Sebelum membuka Musdes, Kades Abdul Kadir H. Tahamin menuturkan tentang pentingnya musyawarah penyusunan RKPDes untuk membahas program atau kegiatan yang menjadi prioritas di tahun 2022.

“Musdes ini sangat penting karena memprioritaskan program dan kegiatan yang bisa kita lakukan bersama tanpa prioritas-prioritas kebijakan pembangunan pemerintah pusat dan daerah” tutur Kades.

Untuk itu lanjut Kades, para pemangku kepentingan di desa harus fokus untuk mengikuti Musdes. Sebab masukkan, saran dan pendapat yang sangat dibutuhkan.

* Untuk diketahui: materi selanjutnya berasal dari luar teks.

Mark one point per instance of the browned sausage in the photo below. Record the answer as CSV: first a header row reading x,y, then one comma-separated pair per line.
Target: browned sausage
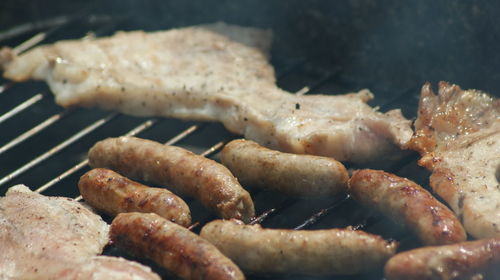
x,y
467,260
311,252
296,175
112,193
171,246
407,203
204,179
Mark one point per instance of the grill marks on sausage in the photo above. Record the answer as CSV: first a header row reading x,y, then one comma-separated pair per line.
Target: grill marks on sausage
x,y
112,193
171,246
310,252
407,203
466,260
204,179
302,176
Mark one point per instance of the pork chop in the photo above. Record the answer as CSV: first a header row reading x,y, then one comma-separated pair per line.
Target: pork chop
x,y
458,136
194,73
56,238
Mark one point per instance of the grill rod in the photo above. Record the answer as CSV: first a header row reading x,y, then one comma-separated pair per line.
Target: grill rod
x,y
145,125
57,148
21,107
184,134
36,129
211,150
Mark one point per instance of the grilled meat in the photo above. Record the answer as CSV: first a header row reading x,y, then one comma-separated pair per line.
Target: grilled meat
x,y
194,73
318,252
407,203
106,268
50,227
302,176
472,260
204,179
56,238
172,246
112,193
458,136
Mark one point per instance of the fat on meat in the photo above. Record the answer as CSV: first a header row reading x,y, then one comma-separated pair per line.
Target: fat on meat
x,y
56,238
458,136
198,74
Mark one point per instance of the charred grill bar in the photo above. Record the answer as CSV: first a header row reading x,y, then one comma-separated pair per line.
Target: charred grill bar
x,y
45,146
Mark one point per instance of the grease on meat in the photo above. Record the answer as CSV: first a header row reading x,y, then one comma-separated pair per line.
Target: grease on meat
x,y
303,176
194,73
472,260
407,203
310,252
206,180
56,238
458,136
174,247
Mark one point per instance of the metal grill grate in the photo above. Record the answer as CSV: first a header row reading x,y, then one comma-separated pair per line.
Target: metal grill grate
x,y
45,146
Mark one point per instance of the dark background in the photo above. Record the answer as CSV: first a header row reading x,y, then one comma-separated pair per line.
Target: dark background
x,y
398,44
390,47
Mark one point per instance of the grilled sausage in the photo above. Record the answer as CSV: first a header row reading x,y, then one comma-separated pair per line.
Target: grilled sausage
x,y
296,175
112,193
204,179
407,203
467,260
171,246
318,252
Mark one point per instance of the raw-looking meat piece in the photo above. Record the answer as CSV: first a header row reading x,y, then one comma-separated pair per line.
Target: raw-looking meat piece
x,y
458,136
194,73
311,252
56,238
52,227
302,176
176,168
472,260
174,247
408,204
113,193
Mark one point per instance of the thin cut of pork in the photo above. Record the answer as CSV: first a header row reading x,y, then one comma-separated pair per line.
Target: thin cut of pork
x,y
198,74
56,238
458,136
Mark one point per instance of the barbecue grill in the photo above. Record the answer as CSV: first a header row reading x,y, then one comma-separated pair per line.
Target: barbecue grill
x,y
389,47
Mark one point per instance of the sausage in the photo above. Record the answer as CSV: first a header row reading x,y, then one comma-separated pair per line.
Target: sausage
x,y
204,179
303,176
112,193
407,203
309,252
478,259
174,247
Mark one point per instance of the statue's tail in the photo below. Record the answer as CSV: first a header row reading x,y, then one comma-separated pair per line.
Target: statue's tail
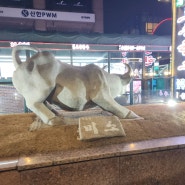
x,y
15,53
127,77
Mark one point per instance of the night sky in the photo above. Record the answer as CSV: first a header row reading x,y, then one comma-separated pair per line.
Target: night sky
x,y
120,14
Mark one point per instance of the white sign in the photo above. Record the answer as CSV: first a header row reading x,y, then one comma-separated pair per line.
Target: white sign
x,y
131,48
46,15
13,44
80,47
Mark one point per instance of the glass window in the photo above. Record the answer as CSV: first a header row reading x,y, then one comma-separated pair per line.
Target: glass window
x,y
81,58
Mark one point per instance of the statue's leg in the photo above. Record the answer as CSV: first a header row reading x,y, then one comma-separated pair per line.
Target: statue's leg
x,y
104,100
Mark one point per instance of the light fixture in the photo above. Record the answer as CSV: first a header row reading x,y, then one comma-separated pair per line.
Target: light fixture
x,y
171,102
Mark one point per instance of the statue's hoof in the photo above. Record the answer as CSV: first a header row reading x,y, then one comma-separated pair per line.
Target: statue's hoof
x,y
56,121
36,125
132,115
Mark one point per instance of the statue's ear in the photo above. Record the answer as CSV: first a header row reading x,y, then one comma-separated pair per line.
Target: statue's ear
x,y
30,65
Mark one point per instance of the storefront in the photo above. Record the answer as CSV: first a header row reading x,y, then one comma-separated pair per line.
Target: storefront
x,y
179,87
149,57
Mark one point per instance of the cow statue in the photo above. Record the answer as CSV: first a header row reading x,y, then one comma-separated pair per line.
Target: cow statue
x,y
43,78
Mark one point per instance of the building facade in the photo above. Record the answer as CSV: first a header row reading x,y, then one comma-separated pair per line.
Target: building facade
x,y
84,16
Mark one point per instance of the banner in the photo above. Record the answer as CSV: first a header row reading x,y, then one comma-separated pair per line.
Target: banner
x,y
46,15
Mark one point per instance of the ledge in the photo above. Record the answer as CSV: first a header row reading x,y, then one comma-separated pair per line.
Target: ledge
x,y
72,156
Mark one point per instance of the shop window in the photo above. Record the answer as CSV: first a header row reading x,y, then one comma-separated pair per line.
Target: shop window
x,y
17,3
157,64
70,5
81,58
150,27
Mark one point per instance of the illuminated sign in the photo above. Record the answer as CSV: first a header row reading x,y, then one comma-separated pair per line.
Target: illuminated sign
x,y
181,46
149,59
180,83
13,44
80,47
179,3
46,15
131,48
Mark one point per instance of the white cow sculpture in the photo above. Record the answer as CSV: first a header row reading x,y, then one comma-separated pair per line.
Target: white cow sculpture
x,y
42,77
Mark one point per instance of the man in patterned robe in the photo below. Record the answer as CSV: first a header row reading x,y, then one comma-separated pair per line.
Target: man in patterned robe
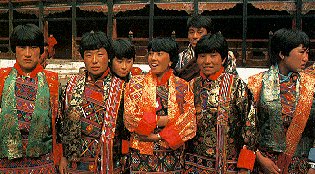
x,y
93,129
29,107
225,139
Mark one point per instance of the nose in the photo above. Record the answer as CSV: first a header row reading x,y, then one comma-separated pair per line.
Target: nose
x,y
94,58
305,56
28,52
207,60
123,66
153,56
196,35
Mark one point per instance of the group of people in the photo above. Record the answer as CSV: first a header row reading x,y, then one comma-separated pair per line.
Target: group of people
x,y
191,113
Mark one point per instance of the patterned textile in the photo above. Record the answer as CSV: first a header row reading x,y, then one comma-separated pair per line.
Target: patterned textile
x,y
284,104
162,99
90,108
29,93
240,129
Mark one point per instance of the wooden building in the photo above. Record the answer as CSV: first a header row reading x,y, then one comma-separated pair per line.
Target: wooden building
x,y
247,24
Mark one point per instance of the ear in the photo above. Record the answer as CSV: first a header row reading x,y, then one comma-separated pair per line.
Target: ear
x,y
281,55
224,61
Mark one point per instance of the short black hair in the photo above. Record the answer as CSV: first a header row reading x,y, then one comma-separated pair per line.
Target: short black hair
x,y
213,43
123,48
284,41
27,35
199,21
96,40
168,45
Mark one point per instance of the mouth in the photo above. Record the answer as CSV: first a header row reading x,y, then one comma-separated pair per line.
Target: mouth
x,y
154,65
95,68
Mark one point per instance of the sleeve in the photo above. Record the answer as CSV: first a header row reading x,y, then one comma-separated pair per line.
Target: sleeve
x,y
184,125
245,105
71,134
136,119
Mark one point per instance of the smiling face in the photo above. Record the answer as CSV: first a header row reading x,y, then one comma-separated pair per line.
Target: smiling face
x,y
96,61
295,61
122,66
194,34
27,57
159,62
209,63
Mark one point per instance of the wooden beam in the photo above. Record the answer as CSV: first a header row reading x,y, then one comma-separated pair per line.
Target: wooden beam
x,y
244,35
298,14
10,6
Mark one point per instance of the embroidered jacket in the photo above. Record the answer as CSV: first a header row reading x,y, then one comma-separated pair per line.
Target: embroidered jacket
x,y
140,112
227,121
40,142
93,125
297,138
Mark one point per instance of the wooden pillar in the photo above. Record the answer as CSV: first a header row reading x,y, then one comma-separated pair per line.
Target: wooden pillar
x,y
45,31
10,22
114,29
244,54
110,6
74,28
298,15
151,20
41,15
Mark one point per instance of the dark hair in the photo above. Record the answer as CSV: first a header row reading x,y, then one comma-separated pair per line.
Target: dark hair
x,y
124,49
213,43
27,35
199,21
96,40
284,41
166,44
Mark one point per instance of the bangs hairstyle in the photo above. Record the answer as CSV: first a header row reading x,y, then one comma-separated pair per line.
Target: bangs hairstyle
x,y
284,41
94,41
27,35
211,44
198,21
124,49
168,45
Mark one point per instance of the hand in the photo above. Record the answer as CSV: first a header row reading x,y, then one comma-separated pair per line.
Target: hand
x,y
267,164
63,165
151,138
162,121
243,171
311,171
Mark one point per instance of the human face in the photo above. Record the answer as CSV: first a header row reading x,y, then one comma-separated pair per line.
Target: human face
x,y
210,63
159,62
96,61
122,66
27,57
295,61
194,34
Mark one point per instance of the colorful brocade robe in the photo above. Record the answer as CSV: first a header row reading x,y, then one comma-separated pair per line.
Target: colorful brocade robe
x,y
215,148
286,117
145,101
187,67
35,148
93,128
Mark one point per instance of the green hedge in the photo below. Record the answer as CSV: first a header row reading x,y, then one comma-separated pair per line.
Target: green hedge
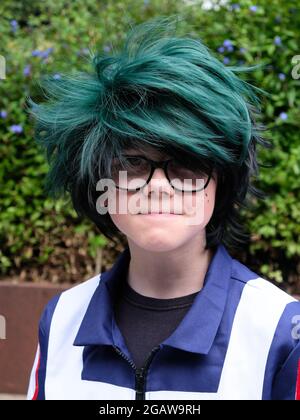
x,y
41,37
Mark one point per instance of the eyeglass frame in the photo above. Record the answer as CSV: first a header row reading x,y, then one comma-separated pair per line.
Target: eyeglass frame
x,y
162,164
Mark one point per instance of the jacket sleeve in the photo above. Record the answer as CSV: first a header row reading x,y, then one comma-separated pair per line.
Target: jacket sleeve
x,y
286,385
36,388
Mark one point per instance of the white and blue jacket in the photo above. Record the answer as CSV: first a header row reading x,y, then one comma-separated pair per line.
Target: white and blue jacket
x,y
239,340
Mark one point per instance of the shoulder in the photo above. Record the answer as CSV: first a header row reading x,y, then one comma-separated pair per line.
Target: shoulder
x,y
259,286
265,305
72,301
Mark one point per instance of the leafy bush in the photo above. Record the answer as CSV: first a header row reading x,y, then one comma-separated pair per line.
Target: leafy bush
x,y
53,37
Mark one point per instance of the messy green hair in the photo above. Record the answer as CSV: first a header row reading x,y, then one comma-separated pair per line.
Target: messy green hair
x,y
161,90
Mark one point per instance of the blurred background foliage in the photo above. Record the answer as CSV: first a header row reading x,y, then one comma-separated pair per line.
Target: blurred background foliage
x,y
45,240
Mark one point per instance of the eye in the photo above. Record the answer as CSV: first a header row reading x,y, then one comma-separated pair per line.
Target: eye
x,y
135,161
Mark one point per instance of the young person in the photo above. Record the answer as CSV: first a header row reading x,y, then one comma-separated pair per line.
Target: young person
x,y
176,317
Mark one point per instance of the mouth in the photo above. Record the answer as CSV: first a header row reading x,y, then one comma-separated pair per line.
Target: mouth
x,y
162,213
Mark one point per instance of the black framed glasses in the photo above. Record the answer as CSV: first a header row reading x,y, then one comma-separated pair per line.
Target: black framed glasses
x,y
133,172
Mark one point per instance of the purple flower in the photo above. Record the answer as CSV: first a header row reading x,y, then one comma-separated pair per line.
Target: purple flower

“Saya berharap agar kegiatan yang telah diusulkan mulai dari musyawarah ditingkat RT/RW maupun pada hari ini juga harus dilihat manfaatnya yang paling dibutuhkan masyarakat dan desa”. ujarnya.

Dalam arahannya, Pendamping Desa Kec Wera, Saifulah H. Anwar menyampaikan bahwa  pemerintah pusat melalui Kementerian Desa PDTT terus mendorong perencanaan pembangunan berbasis data yang dimulai dari setiap desa. Tahun ini, Pemerintah Desa sudah melaksanakan Pendataan dan Pemutakiran IDM Desa berbasis Sustainable Development Goals (SDGs).

Setelah melakukan survey Pendataan Desa melalui kuisioner SDGs Desa, Pemdes diharapkan mampu menterjemahkan dalam perencanaan Desa dalam bentuk dokumen Rencana Kerja Pemerintah Desa (RKPDes) tahun selanjutnya, sesuai dengan Ketentuan Prosedur Operasional Standard atau SOP SDGs Desa Tahun 2021

Ayan sapaannya melanjutkan Pemerintah Desa perlu melengkapi data desa dengan kondisi sosial ekonomi warga secara menyeluruh. Pasalnya, perencanaan desa tidak hanya terkait bantuan sosial saja yang datanya telah terangkum dalam DTKS, tapi juga terkait dengan berbagai hal terkait pembangunan desa di segala bidang.

Lebih lanjut Laki-laki dengan ciri khas Berambut Gondrong ini memberikan kritik kepada Pemerintah Daerah, Bahwa penyempurnaan pendataan di desa semestinya terus didorong oleh Pemerintah Daerah, bila perlu memberikan reward kepada Desa yang di anggap mampu mengelola dan meng-update data setiap tahunnya.

Dengan pengelolaan data oleh pemerintah desa yang lebih kuat, Pemerintah Daerah tidak kebingungan lagi mencari sumber data yang valid terkait Persoalan di Desa dan data ini pun akan menjadi data sentral yang digunakan sebagai rujukan bagi Pemerintah daerah untuk menyusun program-program di desa. tutup Ayan.(Jr. SWJ).